7. Step F — Neuropil subdomain analysis, Isocortex (`7_neuropil_subdomains.ipynb`)

← Tutorial index

The following is the final-used setting: Isocortex, 50×50 µm grids, hard spot_embedding, row-normalized subtype embedding, K-Means with k = 4. Soft embeddings, 25×25 grids, unnormalized embeddings, inertia/ARI sweeps, LDA/GMM/MiniBatch variants, and k = 5 are omitted.
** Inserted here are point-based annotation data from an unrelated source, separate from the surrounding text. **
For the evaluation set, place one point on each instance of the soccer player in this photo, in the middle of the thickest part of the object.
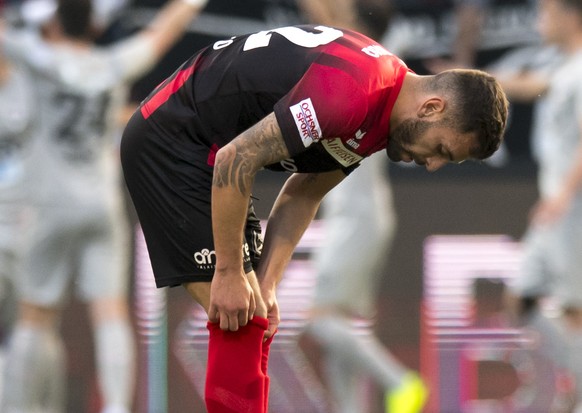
(310, 100)
(359, 222)
(78, 222)
(17, 110)
(552, 260)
Step F1 — Region and grid constants

ROI = "Isocortex"
grid_len = "50_by_50"
grid_len_num = 50

Step F2 — Inputs (prepared elsewhere in the pipeline)

You need consistent objects under your comparison output directory (paths in the notebook are relative to code/):

spots — Combined WT + AD spot AnnData for Isocortex with global_x, global_y, layer_labels, batch, and aligned coordinates (the notebook uses recover_spots for 50×50 to attach layer_labels from a reference h5ad).
adata — Cell-level AnnData (e.g. neuropil_subdomains_adata.h5ad).
granule_adata — Granule AnnData restricted to the neuropil workflow (e.g. neuropil_subdomains_granule_adata.h5ad) with granule_subtype_kmeans in obs and raw counts in layers["counts"].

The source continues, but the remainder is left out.